May 03, 2008

Benefit fraud cases show national action is needed

Money down the drainA Farnworth woman claimed housing benefit, saying she needed it to pay her rent. But she was using it to pay the mortgage. She made nine false claims, from 1998 to 2004, resulting in a total of £30,784 in housing benefit being paid to her. But property owners are not eligible for housing benefit.

She made three of the false claims after having been given a conditional discharge for a separate benefit fraud - she pleaded guilty in October 2000 to illegally claiming benefits while working as a cleaning lady. But it seems no one thought to look at her other benefit claim for a further six years. Well done, chaps. Although the fraud was discovered in November 2006, her guilty plea has just come to court. Rightly she has been sent to prison.

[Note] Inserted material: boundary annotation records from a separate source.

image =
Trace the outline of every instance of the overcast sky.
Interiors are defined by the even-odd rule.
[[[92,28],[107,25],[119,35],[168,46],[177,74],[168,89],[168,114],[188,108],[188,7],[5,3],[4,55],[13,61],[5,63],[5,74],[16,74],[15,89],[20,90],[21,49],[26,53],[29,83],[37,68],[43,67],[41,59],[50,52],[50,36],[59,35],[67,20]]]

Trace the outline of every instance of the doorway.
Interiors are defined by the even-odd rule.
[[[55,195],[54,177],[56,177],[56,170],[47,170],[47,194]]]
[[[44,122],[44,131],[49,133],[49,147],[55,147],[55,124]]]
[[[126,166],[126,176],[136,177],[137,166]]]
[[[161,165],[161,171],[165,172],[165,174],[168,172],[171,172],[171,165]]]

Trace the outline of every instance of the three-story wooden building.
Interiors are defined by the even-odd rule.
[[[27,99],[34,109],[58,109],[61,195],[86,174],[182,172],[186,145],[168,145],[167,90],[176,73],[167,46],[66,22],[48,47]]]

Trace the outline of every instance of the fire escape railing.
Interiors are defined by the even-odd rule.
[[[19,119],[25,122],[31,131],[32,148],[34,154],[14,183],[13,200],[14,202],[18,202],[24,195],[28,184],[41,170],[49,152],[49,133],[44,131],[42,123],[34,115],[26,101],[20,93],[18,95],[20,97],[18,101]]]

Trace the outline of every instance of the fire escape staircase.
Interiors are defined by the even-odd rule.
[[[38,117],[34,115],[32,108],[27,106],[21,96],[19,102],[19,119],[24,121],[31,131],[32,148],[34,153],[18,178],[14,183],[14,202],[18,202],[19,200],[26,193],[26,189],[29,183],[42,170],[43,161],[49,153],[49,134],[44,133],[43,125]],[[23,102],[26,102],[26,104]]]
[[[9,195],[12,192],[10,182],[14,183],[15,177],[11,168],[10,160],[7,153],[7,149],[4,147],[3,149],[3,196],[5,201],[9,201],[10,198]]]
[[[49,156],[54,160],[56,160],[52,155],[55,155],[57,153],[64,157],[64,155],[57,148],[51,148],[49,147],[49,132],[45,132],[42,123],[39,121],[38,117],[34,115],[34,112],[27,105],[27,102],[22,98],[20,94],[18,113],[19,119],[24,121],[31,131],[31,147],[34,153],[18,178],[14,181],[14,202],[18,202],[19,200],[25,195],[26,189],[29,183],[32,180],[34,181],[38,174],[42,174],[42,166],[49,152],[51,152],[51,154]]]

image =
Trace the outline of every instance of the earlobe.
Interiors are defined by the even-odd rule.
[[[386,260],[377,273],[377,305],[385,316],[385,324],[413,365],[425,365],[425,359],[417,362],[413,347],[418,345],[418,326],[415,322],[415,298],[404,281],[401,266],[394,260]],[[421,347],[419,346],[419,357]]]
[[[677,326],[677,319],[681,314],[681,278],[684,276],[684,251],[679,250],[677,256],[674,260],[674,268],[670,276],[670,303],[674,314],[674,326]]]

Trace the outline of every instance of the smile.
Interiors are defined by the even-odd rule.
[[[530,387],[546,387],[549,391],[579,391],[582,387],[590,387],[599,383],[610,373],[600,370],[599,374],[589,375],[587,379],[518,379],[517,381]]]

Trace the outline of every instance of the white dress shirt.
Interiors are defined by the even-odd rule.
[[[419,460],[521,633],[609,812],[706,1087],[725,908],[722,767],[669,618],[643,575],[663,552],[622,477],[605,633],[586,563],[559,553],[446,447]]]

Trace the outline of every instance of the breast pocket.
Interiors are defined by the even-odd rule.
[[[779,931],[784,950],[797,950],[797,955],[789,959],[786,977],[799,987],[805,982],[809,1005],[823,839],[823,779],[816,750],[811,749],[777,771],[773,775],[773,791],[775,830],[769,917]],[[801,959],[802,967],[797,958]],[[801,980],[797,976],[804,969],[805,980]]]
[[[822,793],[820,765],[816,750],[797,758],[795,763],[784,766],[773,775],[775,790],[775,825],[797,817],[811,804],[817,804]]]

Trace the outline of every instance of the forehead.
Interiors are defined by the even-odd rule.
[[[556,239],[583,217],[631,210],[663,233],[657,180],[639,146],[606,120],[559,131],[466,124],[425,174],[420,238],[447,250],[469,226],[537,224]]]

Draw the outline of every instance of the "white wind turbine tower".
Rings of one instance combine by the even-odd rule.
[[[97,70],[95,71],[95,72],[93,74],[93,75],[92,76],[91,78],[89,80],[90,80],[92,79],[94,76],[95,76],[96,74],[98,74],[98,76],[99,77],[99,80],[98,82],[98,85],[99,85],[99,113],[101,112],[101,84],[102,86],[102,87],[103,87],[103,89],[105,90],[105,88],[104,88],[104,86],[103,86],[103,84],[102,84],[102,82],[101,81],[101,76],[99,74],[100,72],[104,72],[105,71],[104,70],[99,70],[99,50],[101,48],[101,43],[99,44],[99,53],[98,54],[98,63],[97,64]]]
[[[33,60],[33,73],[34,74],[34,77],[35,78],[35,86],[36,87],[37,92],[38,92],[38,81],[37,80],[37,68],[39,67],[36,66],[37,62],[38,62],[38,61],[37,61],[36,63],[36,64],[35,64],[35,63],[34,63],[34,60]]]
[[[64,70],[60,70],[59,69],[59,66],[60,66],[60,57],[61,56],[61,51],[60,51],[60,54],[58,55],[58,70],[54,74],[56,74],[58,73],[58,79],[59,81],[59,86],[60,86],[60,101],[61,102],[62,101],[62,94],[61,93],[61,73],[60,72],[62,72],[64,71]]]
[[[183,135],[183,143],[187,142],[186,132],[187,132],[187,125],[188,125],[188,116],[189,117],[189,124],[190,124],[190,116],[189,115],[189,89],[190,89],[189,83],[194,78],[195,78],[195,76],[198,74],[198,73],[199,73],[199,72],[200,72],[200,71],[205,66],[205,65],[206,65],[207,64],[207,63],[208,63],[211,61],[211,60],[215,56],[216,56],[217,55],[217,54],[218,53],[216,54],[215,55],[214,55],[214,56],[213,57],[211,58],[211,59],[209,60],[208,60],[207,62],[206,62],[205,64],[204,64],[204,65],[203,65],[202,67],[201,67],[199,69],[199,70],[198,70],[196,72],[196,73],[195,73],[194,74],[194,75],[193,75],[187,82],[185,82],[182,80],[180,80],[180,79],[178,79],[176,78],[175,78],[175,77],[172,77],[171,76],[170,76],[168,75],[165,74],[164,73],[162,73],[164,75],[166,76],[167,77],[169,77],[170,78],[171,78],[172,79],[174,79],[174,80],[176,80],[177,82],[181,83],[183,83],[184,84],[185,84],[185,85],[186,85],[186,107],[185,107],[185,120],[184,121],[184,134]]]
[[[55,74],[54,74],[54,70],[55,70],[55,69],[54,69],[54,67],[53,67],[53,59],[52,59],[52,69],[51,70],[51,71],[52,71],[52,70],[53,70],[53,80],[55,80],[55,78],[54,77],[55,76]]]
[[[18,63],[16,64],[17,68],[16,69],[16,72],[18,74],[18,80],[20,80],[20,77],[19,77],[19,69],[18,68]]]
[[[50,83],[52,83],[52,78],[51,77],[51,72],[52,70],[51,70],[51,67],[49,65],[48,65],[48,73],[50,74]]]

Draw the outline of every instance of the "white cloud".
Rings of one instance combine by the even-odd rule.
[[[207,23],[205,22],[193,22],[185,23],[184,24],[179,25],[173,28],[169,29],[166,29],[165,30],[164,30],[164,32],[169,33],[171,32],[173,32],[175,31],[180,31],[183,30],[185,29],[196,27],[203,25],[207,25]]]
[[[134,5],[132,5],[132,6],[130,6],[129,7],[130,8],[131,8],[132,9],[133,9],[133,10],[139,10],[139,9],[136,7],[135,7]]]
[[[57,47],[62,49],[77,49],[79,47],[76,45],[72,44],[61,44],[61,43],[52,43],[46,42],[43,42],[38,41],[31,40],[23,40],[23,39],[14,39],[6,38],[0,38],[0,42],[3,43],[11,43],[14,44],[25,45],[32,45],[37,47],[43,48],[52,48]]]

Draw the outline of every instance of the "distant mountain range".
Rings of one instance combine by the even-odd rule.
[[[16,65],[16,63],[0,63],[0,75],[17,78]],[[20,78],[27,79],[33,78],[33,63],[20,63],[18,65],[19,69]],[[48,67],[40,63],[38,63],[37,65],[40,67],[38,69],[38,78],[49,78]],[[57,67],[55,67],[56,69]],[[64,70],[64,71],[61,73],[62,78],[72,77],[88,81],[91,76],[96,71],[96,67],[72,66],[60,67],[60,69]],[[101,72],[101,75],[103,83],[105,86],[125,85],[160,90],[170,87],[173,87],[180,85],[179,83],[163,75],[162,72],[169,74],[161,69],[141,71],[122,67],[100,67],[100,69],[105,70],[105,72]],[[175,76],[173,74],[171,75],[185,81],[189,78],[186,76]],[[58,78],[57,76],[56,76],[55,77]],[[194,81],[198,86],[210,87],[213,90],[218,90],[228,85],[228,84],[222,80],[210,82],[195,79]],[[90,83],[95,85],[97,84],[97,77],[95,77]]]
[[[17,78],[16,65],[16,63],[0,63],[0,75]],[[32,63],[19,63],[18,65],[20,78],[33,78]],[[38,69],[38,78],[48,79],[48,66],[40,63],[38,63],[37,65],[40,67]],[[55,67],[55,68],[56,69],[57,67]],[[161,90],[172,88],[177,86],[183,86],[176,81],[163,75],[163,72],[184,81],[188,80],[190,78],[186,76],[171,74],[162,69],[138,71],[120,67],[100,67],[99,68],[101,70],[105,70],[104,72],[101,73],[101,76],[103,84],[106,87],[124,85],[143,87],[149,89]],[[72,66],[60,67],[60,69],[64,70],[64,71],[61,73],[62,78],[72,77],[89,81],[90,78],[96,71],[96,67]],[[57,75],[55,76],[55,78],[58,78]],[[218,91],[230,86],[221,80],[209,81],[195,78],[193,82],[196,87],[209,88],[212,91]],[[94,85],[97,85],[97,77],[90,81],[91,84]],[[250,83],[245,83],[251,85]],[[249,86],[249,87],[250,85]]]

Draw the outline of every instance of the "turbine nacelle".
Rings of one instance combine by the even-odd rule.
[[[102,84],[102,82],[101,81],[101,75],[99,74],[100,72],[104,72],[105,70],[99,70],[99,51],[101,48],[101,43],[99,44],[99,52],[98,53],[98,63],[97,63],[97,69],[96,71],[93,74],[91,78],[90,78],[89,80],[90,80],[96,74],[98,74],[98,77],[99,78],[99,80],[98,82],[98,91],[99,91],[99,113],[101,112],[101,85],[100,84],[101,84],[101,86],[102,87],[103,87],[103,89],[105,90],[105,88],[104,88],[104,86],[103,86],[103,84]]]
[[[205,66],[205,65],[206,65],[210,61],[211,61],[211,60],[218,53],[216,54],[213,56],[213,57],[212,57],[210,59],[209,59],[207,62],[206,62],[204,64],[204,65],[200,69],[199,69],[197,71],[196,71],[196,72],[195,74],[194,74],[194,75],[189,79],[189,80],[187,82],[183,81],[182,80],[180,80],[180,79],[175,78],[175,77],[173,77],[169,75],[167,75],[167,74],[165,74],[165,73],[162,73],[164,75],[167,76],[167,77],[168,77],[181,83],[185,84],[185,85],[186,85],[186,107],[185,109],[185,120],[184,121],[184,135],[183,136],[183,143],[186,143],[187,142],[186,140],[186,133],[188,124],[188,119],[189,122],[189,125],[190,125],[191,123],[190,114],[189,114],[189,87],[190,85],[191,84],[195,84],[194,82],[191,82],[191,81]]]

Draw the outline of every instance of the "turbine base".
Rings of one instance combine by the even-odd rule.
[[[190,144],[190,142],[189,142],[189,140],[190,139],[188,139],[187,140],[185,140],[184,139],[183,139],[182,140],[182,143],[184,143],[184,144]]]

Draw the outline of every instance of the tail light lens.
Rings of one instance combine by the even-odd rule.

A Bedford man has been jailed for eight months after admitting benefit frauds totalling £22,970. He started claiming from March 1997 and continued until January 2007 even though he held at least seven bank accounts which he had not declared. The council decided he had stopped being eligible for benefits in April 2002. So for nearly five years he had undeclared bank accounts. Mr Uddin's bank accounts peaked at £27,000.

Both these cases cry out for elementary database matching. If benefit fraud is running at £700m a year, might it not be worth while to check every claimant for housing benefit against the Land Registry database, and to check every benefit claimant against banks' databases? There is no human rights issue here. If you want taxpayers to support you, you should have to sign a waiver to allow checks of other databases. Claimants' names and addresses can be sent to the banks, who will only have to report positive matches. None of this is rocket science, even for the state sector.

The BBC among others reports on a Huyton woman who claimed to be so severely disabled that she needed help feeding herself, but worked as a dinner lady. She has been given a suspended jail term after she was caught on camera by benefit fraud investigators preparing food for over 400 schoolchildren, even though she received a Motability car and over £80,000 in benefits. She had been working as an assistant cook at a local school since 2000 using both her maiden name and a fictitious name, as well as a false national insurance number and date of birth. It took a tip-off from a member of the public to start an investigation.

The judge at Liverpool Crown Court seems to have bent over backwards to avoid sending Kim Toner to prison for her long term criminality. She was ordered to repay the cash (ha ha, how will she do that?) and given an 18-month suspended sentence. She was also ordered to undertake 300 hours unpaid work in the community and was made the subject of a six-month curfew which means she has to be home by 7pm every night. Yeah, right.

A Gloucester couple "who lived the high life while on state benefits" have been ordered to pay back £10,000 of the benefits they falsely claimed. They took three Caribbean holidays, filled their home with expensive furniture and drove around in a Range Rover. Mr James had admitted obtaining more than £31,000 in Income Support by deception, and with his wife, to obtaining more than £8,400 in housing and council tax benefit by deception. He had benefited from £169,694.29 of funds he could not (or would not) account for but was left with only £10,000 that he could pay back. For his wife, the benefit figure was £4,216.01 and the realisable amount was a nominal £10. He has 10 months to pay or face six months' in prison. She has 28 days or face seven days in default. They have got off lightly. The judge sentenced Mrs James to an 18-month community rehabilitation order with supervision. Mr James was sentenced to 12 months' jail suspended for two years with two years' supervision and 100 hours' unpaid work.

One Gloucester man comments:
This area of Gloucester is full of people who do not work and claiming for everything. I am fed up being a taxpayer and seeing these people sponge of the workers of this country. I suggest any body who is claiming after 6 months does National Service. I think you will then find these people will have got a job.
Action against such deliberate criminality is patchy and slow, and sentences are usually inadequate. Do not expect the new style listening government to do anything more than wring its hands and mouth platitudes.